Thomas Jeising sorgt seit Jahren für klare, unaufgeregte, rahmende Kommentare zu Vorgängen in der (post-)evangelikalen Welt. So nahm er sich die Mühe, eine aktuelle postevangelikale Sexualethik zu analysieren. Dafür fehlt mir Zeit und vor allem Motivation – ich habe so viel lohnenderen Lesestoff. Jeisings Beobachtungen:
Die Autoren beabsichtigen, das Selberdenken in ethischen Entscheidungen zu fördern, jedoch beschränkt sich dies darauf, eine bestimmte Sichtweise der gegenwärtigen Sozialwissenschaften kritiklos zu übernehmen.
Es wird behauptet, dass diese Ethik als „biblische Ethik“ deklariert wird, obwohl sie selektiv biblische Motive auswählt, um vorgefasste Ansichten zu bestätigen. Mit dem Modell von „Karte und Gebiet“ wird argumentiert, dass die moralischen Karten vergangener Zeiten nicht mehr in die heutige Lebenswirklichkeit passen und ein bloßes Beschreiben des Lebensgebiets ausreiche, um den Weg des Selberdenkens zu finden.

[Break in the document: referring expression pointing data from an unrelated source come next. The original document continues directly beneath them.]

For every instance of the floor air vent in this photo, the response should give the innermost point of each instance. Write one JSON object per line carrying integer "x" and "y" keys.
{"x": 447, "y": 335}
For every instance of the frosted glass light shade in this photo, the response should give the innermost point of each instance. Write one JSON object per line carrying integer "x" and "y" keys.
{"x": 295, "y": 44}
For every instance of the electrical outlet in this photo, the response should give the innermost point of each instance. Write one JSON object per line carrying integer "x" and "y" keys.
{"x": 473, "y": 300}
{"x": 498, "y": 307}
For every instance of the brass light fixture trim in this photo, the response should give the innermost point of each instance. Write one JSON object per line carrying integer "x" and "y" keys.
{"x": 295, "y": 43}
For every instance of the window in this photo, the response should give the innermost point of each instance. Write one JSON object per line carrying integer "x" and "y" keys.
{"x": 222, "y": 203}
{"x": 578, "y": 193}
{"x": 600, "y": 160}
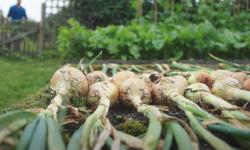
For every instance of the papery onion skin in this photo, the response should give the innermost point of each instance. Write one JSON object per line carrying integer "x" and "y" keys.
{"x": 166, "y": 86}
{"x": 246, "y": 84}
{"x": 96, "y": 76}
{"x": 220, "y": 74}
{"x": 104, "y": 89}
{"x": 192, "y": 91}
{"x": 69, "y": 81}
{"x": 241, "y": 76}
{"x": 201, "y": 77}
{"x": 222, "y": 88}
{"x": 121, "y": 76}
{"x": 135, "y": 90}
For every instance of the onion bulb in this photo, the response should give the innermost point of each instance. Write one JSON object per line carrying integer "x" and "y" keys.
{"x": 201, "y": 77}
{"x": 230, "y": 89}
{"x": 67, "y": 82}
{"x": 96, "y": 76}
{"x": 246, "y": 84}
{"x": 121, "y": 76}
{"x": 135, "y": 91}
{"x": 200, "y": 92}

Obwohl die Autoren sich als selbstkritisch und bescheiden präsentieren, indem sie ihre eigene Perspektive als „weiße Cis-Männer“ relativieren, tritt ein deutlicher Hochmut hervor, da sie sich als alleinige Vermittler in ethischen Konflikten darstellen. Die Intention, eine Sexualethik ohne moralische Urteile zu schaffen, wird dadurch untergraben, dass sie gleichzeitig zentrale soziale und wissenschaftliche Positionen unkritisch übernimmt.
Die Transformation der christlichen Sexualethik führt dazu, dass Homosexualität als normal und gleichberechtigt angesehen wird und dass polyamore Lebensformen sowie „Ehe für alle“ als gleichwertige Lebensmodelle gelten. Die Autoren begründen diese Ansichten mit der Behauptung, Jesus Christus würde heilsame Transformationen und Versöhnung ermöglichen, wodurch eine vermeintliche Verbindung zwischen evangelisch-reformatorischer Tradition und modernen sozialwissenschaftlichen Perspektiven hergestellt wird.
– In ihrer Anthropologie lehnen Dietz und Faix ein eindeutig christliches oder biblisches Menschenbild ab und berufen sich stattdessen auf allgemeine Prinzipien wie die Menschenwürde und die Bezogenheit auf Gott und Mitmenschen.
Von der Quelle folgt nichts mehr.